Inslee Suggests Old Tax Idea for the New Year

An old idea for boosting tax receipts is getting revived and repurposed for 2019.

Washington Gov. Jay Inslee is suggesting a new way of assessing the state’s share of the real-estate excise tax, a growing source of money in what’s been an extended period of good times for sales of residential and commercial properties. He wants to replace the flat rate of 1.28 percent imposed on each sale of property with a four-tier graduated rate that starts with a lower mark of 0.75 percent on any sale of property valued at less than $250,000.

The current rate of 1.28 percent would continue to be imposed on properties valued between $250,000 and $999,999. A new 2 percent rate would be levied on sales of properties valued between $1 million and $5 million, and 2.5 percent on properties valued above $5 million.

Under state law, sellers are responsible for the tax. In practical terms, it gets passed on, thus buyers of expensive properties would pay a little more and buyers of cheaper properties a little less under this approach. For example, on a $200,000 home, the current rate results in $2,560 owed in real-estate excise taxes. That sum would drop to $1,500 under the proposal. On an $8 million home—like one sold in Woodway in 2016—the excise tax due would climb from $102,400 to $160,000.

If this all sounds familiar, it’s because House Democrats tried to advance this reform in March 2017 as part of a tax package intended to bring in the sum of money required to settle the state’s school funding tab under the McCleary decision. At the time, the idea drew far less attention than the package’s larger and more controversial components, a new capital gains tax and a business tax rate hike.
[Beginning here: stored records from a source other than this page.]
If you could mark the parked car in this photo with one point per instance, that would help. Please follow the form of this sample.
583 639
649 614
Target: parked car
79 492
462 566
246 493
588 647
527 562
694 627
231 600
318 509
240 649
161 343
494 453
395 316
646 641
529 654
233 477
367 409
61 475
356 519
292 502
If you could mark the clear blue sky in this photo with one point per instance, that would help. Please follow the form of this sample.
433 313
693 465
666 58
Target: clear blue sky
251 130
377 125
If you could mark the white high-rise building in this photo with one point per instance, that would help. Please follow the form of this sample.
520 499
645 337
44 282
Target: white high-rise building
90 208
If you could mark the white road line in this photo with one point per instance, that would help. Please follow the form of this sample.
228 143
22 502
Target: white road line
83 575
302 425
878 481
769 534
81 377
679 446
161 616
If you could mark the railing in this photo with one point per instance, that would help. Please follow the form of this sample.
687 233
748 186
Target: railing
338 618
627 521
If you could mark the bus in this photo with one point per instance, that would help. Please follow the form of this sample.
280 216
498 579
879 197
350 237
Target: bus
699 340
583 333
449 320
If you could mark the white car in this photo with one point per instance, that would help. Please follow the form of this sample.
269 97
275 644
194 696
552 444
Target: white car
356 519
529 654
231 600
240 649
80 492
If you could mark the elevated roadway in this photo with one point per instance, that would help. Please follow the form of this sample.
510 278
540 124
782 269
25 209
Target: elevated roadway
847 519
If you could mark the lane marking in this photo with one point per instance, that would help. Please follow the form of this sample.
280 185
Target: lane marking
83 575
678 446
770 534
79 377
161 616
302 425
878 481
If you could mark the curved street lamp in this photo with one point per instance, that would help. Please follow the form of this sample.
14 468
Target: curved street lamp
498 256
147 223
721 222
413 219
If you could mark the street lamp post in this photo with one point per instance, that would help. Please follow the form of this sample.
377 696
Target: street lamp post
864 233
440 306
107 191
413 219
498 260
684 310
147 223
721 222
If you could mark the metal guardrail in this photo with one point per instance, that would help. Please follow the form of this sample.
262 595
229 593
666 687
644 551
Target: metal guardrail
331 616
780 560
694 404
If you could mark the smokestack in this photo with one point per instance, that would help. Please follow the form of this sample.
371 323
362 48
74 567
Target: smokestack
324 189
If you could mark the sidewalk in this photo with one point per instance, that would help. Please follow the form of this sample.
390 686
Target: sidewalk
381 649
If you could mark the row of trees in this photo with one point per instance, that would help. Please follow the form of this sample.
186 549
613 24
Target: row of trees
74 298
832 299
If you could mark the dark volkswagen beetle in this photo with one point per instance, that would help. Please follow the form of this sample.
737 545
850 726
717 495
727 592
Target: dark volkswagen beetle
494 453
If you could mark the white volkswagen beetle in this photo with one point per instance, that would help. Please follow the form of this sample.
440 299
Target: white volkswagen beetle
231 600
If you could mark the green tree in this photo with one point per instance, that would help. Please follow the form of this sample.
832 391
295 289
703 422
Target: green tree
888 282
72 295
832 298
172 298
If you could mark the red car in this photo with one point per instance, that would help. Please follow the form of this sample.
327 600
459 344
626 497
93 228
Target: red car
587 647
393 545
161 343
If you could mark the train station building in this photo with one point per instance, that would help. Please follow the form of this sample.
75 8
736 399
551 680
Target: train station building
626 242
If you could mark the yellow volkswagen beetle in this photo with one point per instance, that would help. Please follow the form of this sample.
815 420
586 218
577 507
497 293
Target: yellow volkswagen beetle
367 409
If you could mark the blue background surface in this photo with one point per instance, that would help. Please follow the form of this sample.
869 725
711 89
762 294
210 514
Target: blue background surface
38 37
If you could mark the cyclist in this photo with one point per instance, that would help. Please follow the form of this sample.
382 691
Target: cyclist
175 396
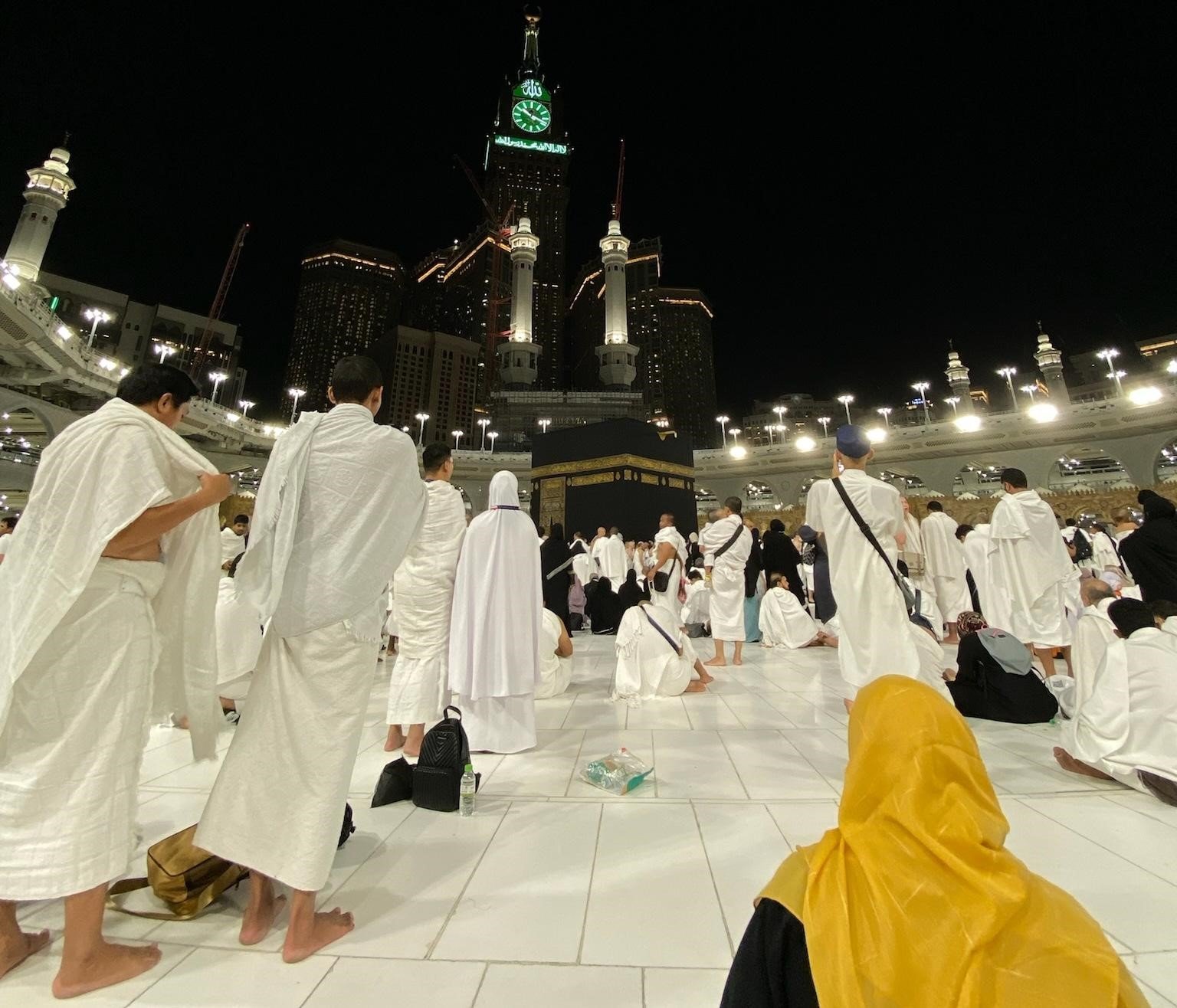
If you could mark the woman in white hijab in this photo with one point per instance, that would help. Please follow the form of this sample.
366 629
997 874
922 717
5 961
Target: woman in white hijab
494 633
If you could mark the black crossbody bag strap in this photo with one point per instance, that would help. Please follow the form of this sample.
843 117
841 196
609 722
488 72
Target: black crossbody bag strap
729 544
870 538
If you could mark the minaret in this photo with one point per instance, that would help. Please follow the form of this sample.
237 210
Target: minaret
518 354
48 192
618 357
1050 364
959 381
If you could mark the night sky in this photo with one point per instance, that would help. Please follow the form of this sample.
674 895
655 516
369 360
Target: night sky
851 189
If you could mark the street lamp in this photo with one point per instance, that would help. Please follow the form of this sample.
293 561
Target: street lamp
96 316
296 394
217 378
1008 375
922 388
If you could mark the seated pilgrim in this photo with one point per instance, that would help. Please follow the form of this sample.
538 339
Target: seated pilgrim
555 656
995 678
784 621
603 606
1126 729
654 658
238 640
913 902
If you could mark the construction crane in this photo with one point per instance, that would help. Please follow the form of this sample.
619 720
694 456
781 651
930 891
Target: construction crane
498 296
215 312
621 184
Democrats squeezed the bill out of the House Finance Committee on a party-line vote, but it never made it to the floor for a vote. Not all 50 members of the Democratic caucus embraced it, and House Speaker Frank Chopp (D-Seattle) needed every one of their votes to pass it. Though even if it had made it out of the House, it was destined to die in the Senate where Republicans controlled the majority and had already rejected it.

The political dynamic is going to be different this year, raising the spectre of a different outcome. Democrats will hold a 57–41 edge in the House, so the most cautious and conservative members can vote against pretty much any tax plan without blocking it. In the Senate it will be dicier; Democrats will have a 27–22 advantage, giving their cautious and conservative Democrats much more sway in its fate when budget talks turn serious in spring.

There’s real money at stake. Inslee estimates this tax change will bring in an additional $402 million in the next two-year budget. He’s added a degree of political difficulty to getting it passed: He doesn’t want to keep that money in the general fund to be spent on public schools, early learning, and mental-health services, he wants to transfer it to the state’s transportation budget to pay for removing culverts and other barriers to fish passage.

Many Democratic lawmakers may warm to the tax change but not the diversion of dollars. To the extent this old idea enjoys a successful revival in 2019 will be a matter for much negotiation.